For branching fractions one can access the particles in the corresponding decay as a list of decay products (PdgDecayProduct). Each PdgDecayProduct specifies the item (PdgItem) that appears, a multiplier, and whether the item needs to decay in a specific way. PdgItems can represent a particle of a specific charge (e.g. a pi+), a generic particle such as a kaon without specifying its charge, a lepton (which could be either an electron or a muon), or a textual description such as “>= 0 neutrals”.

In a simple case, all decay products appear with multiplicity 1 and are particles with specified charge. For example:

pion_decay = api.get('S008.1')
pion_decay.description                            # 'pi+ --> mu+ nu_mu'
len(pion_decay.decay_products)                    # 2
pion_decay.decay_products[0].multiplier           # 1
pion_decay.decay_products[0].item.name            # 'mu+'
pion_decay.decay_products[0].item.particle.mcid   # -13 

By querying the decay products one can easily filter out specific decay modes.

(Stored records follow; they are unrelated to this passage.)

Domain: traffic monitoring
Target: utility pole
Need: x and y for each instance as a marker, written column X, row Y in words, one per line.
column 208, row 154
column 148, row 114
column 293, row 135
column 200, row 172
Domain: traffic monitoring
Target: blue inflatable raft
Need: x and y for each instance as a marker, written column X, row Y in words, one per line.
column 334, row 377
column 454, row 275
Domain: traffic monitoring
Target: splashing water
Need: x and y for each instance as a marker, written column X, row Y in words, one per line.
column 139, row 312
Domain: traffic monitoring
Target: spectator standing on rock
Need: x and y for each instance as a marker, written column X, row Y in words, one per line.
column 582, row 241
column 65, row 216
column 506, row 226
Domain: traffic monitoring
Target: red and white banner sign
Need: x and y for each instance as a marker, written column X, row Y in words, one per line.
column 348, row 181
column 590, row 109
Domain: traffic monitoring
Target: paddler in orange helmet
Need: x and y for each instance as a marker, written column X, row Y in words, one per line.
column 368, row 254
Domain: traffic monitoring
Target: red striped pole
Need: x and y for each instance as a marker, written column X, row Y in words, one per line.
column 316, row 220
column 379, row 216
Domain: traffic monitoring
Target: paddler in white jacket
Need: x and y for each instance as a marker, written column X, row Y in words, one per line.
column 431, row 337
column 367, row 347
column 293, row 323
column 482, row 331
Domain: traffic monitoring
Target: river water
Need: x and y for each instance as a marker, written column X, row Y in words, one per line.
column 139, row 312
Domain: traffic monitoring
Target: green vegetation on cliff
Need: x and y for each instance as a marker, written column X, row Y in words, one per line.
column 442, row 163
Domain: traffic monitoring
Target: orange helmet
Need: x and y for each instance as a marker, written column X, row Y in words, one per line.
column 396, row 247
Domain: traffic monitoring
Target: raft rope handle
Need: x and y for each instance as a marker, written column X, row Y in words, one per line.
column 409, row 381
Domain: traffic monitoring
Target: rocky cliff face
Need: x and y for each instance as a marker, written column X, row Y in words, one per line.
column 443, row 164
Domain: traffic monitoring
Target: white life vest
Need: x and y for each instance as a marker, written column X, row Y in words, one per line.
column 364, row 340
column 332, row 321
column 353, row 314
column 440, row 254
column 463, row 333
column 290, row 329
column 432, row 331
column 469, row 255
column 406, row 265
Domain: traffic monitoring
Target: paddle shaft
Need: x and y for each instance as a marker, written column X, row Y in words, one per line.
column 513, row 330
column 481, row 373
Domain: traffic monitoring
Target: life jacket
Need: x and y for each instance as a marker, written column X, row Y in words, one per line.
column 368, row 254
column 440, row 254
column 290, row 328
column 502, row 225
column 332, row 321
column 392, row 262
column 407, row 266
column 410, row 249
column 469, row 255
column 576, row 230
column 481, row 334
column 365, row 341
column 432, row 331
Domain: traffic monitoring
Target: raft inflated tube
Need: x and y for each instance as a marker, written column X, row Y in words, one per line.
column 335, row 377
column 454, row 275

For example, the following code snippet prints all exclusively measured B0 decays that produce a J/psi:

import pdg
api = pdg.connect()

for decay in api.get_particle_by_name('B0').exclusive_branching_fractions():
    decay_products = [p.item.name for p in decay.decay_products]
    if 'J/psi(1S)' in decay_products:
        print(format(decay.description,'40s'), decay.display_value_text)

Particle properties (except branching fractions)

The following code snippet prints all properties other than branching fractions of the charged pion (retrieved this time via Monte Carlo number rather than name). For each property, the PDG Identifier, the description, and the rounded value with error is shown.

import pdg
api = pdg.connect()
for p in api.get_particle_by_mcid(211).properties():
    print('%16s:  %-60s    %s' % (p.pdgid, p.description, p.display_value_text))

Detailed software documentation

Detailed information on all public classes, methods and utility functions provided by the PDG Python API is given below, based on the inline code documentation.

pdg package

Python API to access PDG data.

The Python package pdg provides access to the particle physics data published by the Particle Data Group (PDG) in the Review of Particle Physics.

For documentation see https://pdgapi.lbl.gov/doc.

For general information about PDG and the Review of Particle Physics please visit https://pdg.lbl.gov.

pdg.connect(database_url=None, pedantic=False)[source]

Connect to PDG database and return configured PDG API object.

Submodules

License

The data obtained from the PDG Python API is subject to the license used by the corresponding edition of the Review of Particle Physics. Starting with the 2024 edition, the Review of Particle Physics is published under a CC BY 4.0 license.